What Foot Locker’s Copilot Adoption Journey Teaches Us About Making AI Work in Organizations

by , | Feb 7, 2026 | Microsoft 365 Copilot | 0 comments

During our recent Team Copilot session, Alex from Foot Locker joined us to share how they approached Copilot adoption inside a global organization. What made this conversation so valuable was not that everything was already figured out. Quite the opposite. It was an honest story about learning along the way, about experimenting, and about discovering what actually helps people change the way they work.

That honesty is important, because many organizations are currently in the same place. AI is available everywhere, expectations are high, but the question remains the same. How do you move from having AI tools to actually seeing people use them in their daily work?

One of the first things Alex emphasized was that Copilot adoption was never treated as a technical rollout. It was approached as a guided journey. The team understood early on that you cannot simply deploy a tool and expect employees to know how to use it. People need context. They need examples. And most importantly, they need to understand what is in it for them. Instead of focusing on features, the focus was on helping employees work better and feel more confident using AI in their day-to-day activities.

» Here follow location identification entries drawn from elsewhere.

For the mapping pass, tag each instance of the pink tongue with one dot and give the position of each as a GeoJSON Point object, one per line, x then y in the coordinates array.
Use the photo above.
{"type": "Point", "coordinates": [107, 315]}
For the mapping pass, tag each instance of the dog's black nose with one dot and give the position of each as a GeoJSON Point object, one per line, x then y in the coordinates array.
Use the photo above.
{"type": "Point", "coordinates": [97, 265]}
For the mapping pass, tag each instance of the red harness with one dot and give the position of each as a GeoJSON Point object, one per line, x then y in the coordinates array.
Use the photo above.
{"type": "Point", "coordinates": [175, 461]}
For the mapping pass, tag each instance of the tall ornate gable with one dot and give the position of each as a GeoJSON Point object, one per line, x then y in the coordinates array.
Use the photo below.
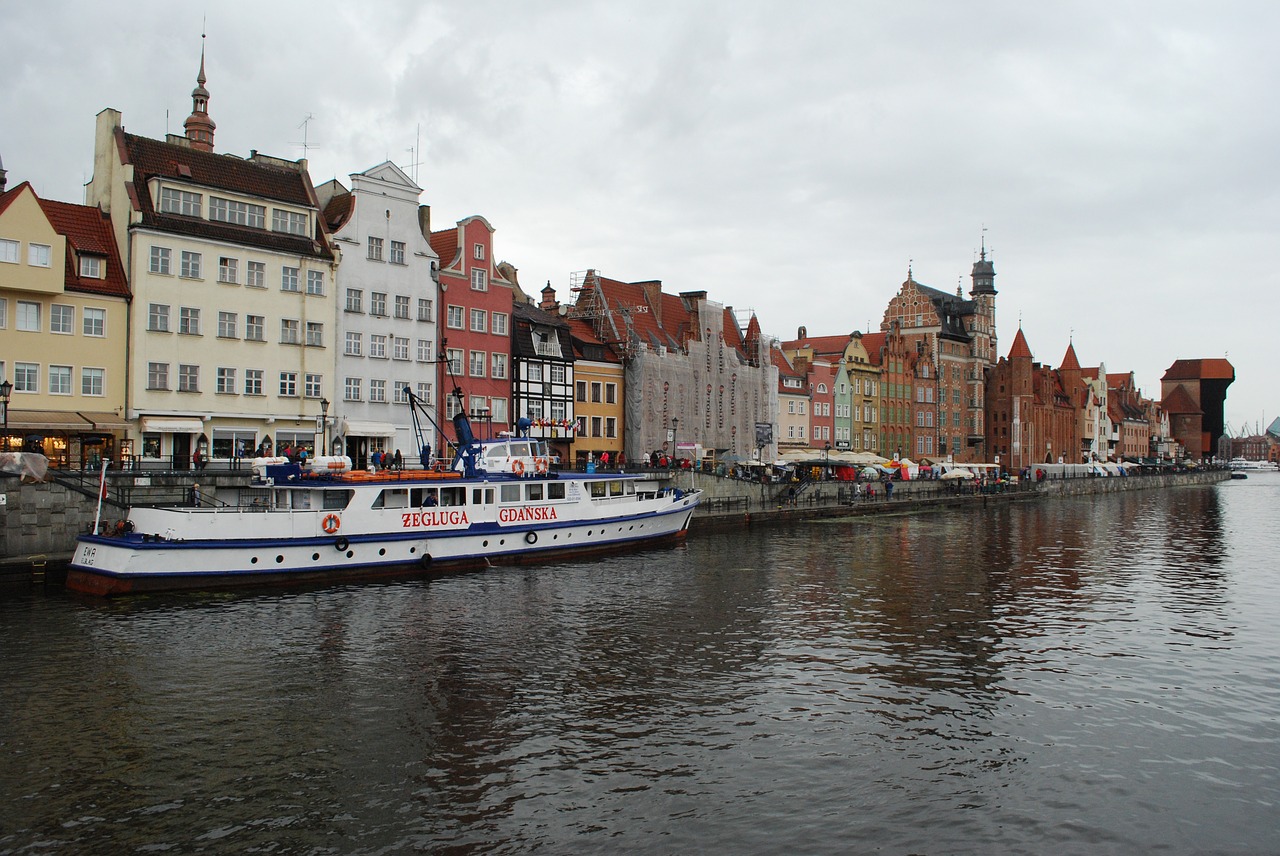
{"type": "Point", "coordinates": [688, 360]}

This mindset shaped the entire approach. Rather than immediately pushing full Microsoft 365 Copilot licenses, Foot Locker started with Copilot Chat. The goal was not immediate ROI, but familiarity. Employees learned how AI responds, how prompting works, and how AI can support tasks like summarizing information, organizing thoughts, or preparing presentations. By lowering the barrier to entry, adoption started to grow naturally. Within a few months, they reached more than twenty percent adoption globally, a number that surprised even their Microsoft counterparts, especially considering the program was driven internally without external change management support.

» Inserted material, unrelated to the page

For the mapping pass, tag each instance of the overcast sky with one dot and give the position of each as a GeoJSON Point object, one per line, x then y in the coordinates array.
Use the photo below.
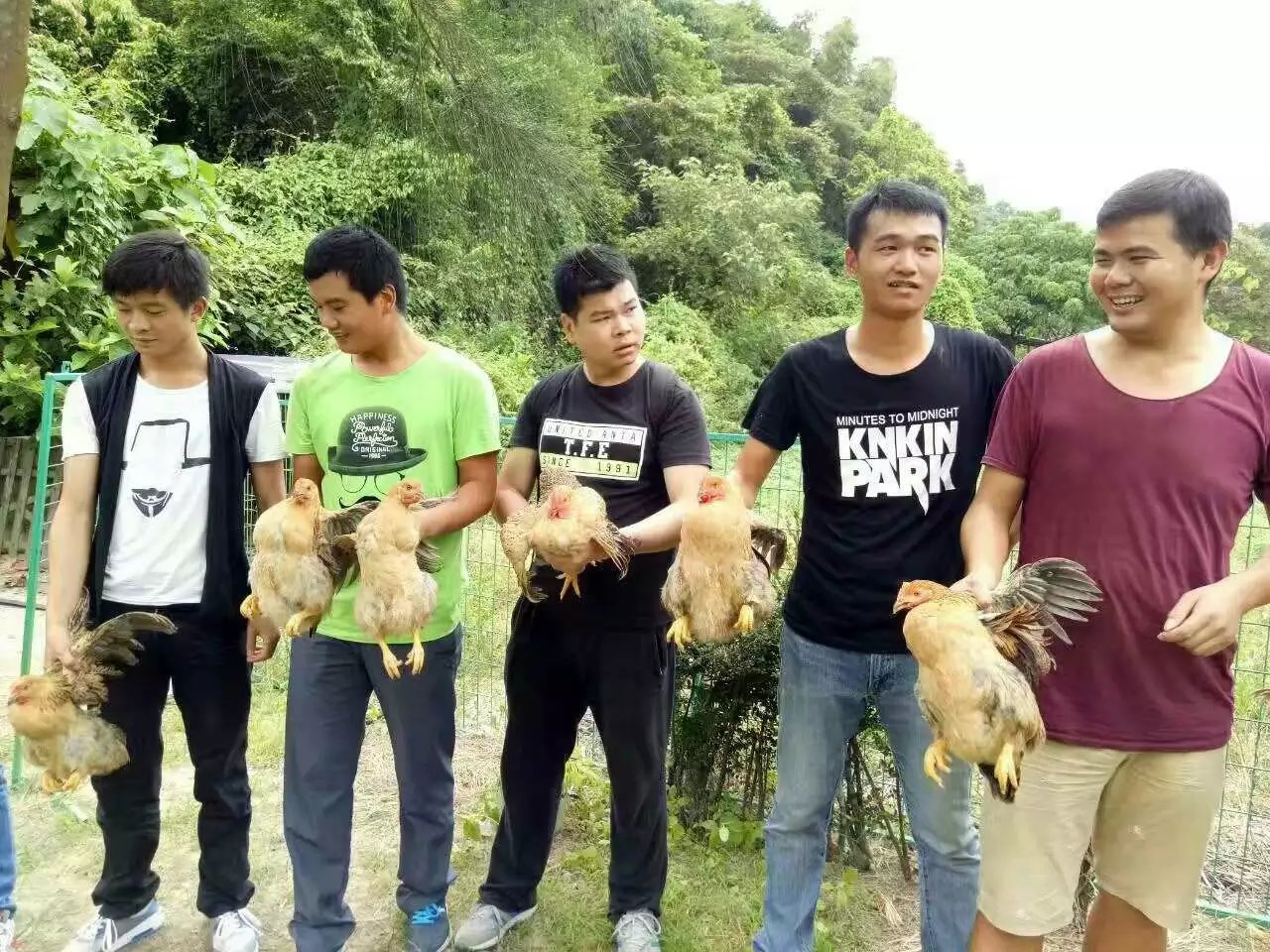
{"type": "Point", "coordinates": [1057, 104]}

What became clear during the conversation is that adoption is strongly influenced by energy. The program succeeded because it was carried by people who were genuinely enthusiastic about the possibilities of AI. Training sessions were not positioned as mandatory learning moments, but as conversations. Employees were shown practical examples. Live demonstrations made the impact visible. Once people saw how a meeting transcript could be summarized in seconds or how a presentation could be structured faster, the value became tangible. The moment people experience the benefit themselves, resistance starts to disappear.

Another important element was consistency. Many organizations launch AI initiatives with excitement, only to see interest fade after a few weeks. At Foot Locker, the opposite happened. The team kept showing up. They created a central Copilot hub in SharePoint where employees could find learning materials, videos, prompt examples, and documentation. Corporate communications continued to refer employees back to this hub, making it a living environment instead of a static knowledge base. Over time, it became the place employees returned to whenever they wanted to learn something new.

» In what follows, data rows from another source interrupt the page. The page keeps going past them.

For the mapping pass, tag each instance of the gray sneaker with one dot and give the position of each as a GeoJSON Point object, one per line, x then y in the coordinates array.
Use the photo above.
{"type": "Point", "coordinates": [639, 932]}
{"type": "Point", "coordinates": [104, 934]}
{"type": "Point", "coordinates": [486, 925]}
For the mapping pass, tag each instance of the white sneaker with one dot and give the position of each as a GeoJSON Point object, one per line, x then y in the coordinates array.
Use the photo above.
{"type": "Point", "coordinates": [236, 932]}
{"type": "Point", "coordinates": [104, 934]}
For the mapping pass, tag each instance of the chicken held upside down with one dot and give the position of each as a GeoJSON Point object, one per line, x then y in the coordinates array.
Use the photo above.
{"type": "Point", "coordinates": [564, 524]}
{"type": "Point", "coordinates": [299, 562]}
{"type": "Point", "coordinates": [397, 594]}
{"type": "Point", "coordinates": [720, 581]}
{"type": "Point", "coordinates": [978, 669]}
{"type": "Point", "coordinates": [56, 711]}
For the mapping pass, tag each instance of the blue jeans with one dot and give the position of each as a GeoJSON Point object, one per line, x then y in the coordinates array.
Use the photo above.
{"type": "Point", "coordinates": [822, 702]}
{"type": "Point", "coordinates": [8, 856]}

Equally important was the creation of an internal community through Viva Engage. Alex described this as almost a social platform for Copilot learning. Employees shared questions, struggles, and successes. One of the biggest barriers to AI adoption is the fear of asking “basic” questions. By openly communicating that everyone, including the experts, was still learning, that barrier disappeared. Adoption accelerated the moment people felt safe to explore without judgment.

The conversation also touched on a topic many organizations struggle with today: measuring ROI. The reality is that productivity gains are not always easy to quantify. While dashboards and usage metrics provide insight, they do not tell the full story. The discussion shifted toward a more human perspective. How do employees feel working with AI? Do they experience less friction? Are they able to spend more time on meaningful work instead of repetitive preparation tasks? In many cases, AI does not simply save time. It gives time back. Time that can be used for thinking, creativity, and decision-making. That shift is harder to measure, but often where the real value lies.

Looking ahead, another interesting insight was how AI is changing skills inside organizations. Rather than creating one group of AI specialists, Alex described a future where people become AI experts within their own domain. HR professionals learning how AI supports learning and development, product managers using AI to streamline roadmaps, or marketing teams integrating AI into campaign development. The advantage will not come from knowing everything about AI, but from knowing how to apply it deeply within your own field.

At the same time, the session made clear that successful scaling requires preparation behind the scenes. Data governance, security, and proper information classification remain essential. Several organizations have learned the hard way that turning on AI without understanding data access can create risks. Collaboration between AI teams, cybersecurity, and governance functions is therefore not optional, but foundational.

What stayed with many people after the session was how human the entire story felt. The success was not driven by technology alone, but by curiosity, openness, and the willingness to learn together. AI adoption, in the end, is less about tools and more about behavior. When people feel invited into the change instead of pushed toward it, adoption follows naturally.

That is exactly why we host these Team Copilot sessions. Not to present perfect answers, but to share real journeys. Because hearing how others navigate this transition often provides more value than any framework or slide deck ever could.

A big thank you to Alex for openly sharing the Foot Locker experience with the Team Copilot community. Stories like these help organizations move from experimenting with AI to truly transforming how work gets done.